Interrogé par la journaliste Sharri Markson, qui lui demandait si Israël allait prendre le contrôle de toute la bande de Gaza et éliminer le Hamas même si le groupe terroriste acceptait un cessez-le-feu ouvrant la porte à la libération des otages, Netanyahu a répondu par l’affirmative.
« Nous le ferons de toute façon. Il n’a jamais été question de laisser le Hamas là-bas », a-t-il dit en ajoutant que la guerre « pourrait prendre fin aujourd’hui-même » si le groupe terroriste « déposait les armes et relâchait les 50 derniers otages, dont 20 au moins sont encore en vie ».
Netanyahu a mis en avant les informations de plus en plus nombreuses faisant état d’un sentiment anti-Hamas parmi les Gazaouis pour affirmer que son objectif, au-delà de l’occupation de Gaza, était « de libérer Gaza, libérer la bande de la tyrannie du Hamas, libérer Israël et d’autres pays du terrorisme du Hamas et offrir à Gaza et Israël un avenir différent ».
Abordant le sujet des relations tendues entre Israël et l’Australie, Netanyahu a déclaré qu’il existait « une grande amitié sous-jacente depuis plus d’un siècle » qui « s’est égarée parce que – je pense – les dirigeants n’ont pas fait preuve de la force et de la conviction dont ils auraient dû faire preuve alors que nous menons une guerre de civilisation, l’occident contre ces barbares ».
Netanyahu a établi une relation entre des actes antisémites survenus en Australie, ces derniers mois, et les « extrémistes anti-occident », a-t-il précisé, qui utilisent les démocraties du monde entier pour les détruire de l’intérieur.
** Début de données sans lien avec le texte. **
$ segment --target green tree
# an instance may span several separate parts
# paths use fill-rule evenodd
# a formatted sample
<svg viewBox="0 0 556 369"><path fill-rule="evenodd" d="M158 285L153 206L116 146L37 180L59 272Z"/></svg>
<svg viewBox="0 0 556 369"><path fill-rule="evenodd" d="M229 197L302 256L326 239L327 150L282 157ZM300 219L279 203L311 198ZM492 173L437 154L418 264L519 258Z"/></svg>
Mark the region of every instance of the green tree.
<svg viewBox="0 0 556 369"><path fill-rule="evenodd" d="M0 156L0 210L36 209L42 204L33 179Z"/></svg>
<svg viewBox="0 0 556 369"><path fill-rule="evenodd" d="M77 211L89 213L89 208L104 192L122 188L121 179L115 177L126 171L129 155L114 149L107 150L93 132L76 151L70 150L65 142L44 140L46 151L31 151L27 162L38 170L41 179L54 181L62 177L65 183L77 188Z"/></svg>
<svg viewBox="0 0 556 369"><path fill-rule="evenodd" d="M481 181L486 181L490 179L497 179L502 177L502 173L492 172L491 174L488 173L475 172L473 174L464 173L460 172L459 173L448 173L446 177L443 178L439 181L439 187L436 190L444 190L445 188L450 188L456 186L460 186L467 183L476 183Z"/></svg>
Il a invité les Australiens à s’y opposer.
« J’ai vu ce tsunami d’antisémitisme, ce racisme et ces attaques délibérées contre des innocents, l’incendie d’une synagogue à Melbourne, etc. Ce sont des choses horribles et si on ne les freine pas quand les dégâts sont encore mineurs, elles vont grandir et finir par détruire votre société », a-t-il averti.
« Les dirigeants occidentaux, à commencer malheureusement par l’Australie, veulent nourrir le crocodile de l’islam militant qui a coûté la vie non seulement à des Juifs, mais aussi à des chrétiens, des Arabes, de nombreux musulmans, etc…Pourtant ils pensent qu’ils vont pacifier et apaiser le crocodile », a-t-il poursuivi.
« Plus on jette de l’huile sur le feu de l’antisémitisme, de l’anti-Israël et de l’anti-occident, plus le feu se renforce et un jour, il finira par vous consumer. Vous n’avez aucune protection si vous ne vous opposez pas à lui », a-t-il ajouté.
Les relations entre l’Australie et Israël ont commencé à se détériorer à la fin de l’année dernière, dans un contexte de recrudescence des actes antisémites à Sydney et Melbourne, avec notamment des incendies criminels et des attentats à la bombe contre des synagogues.
De nombreux membres de la communauté juive australienne, forte de 120 000 personnes, reprochent à Albanese et son gouvernement de ne pas prendre de mesures pour empêcher les actes antisémites et les discours violents dans le pays.
Le personnel du Times of Israel a contribué à cet article.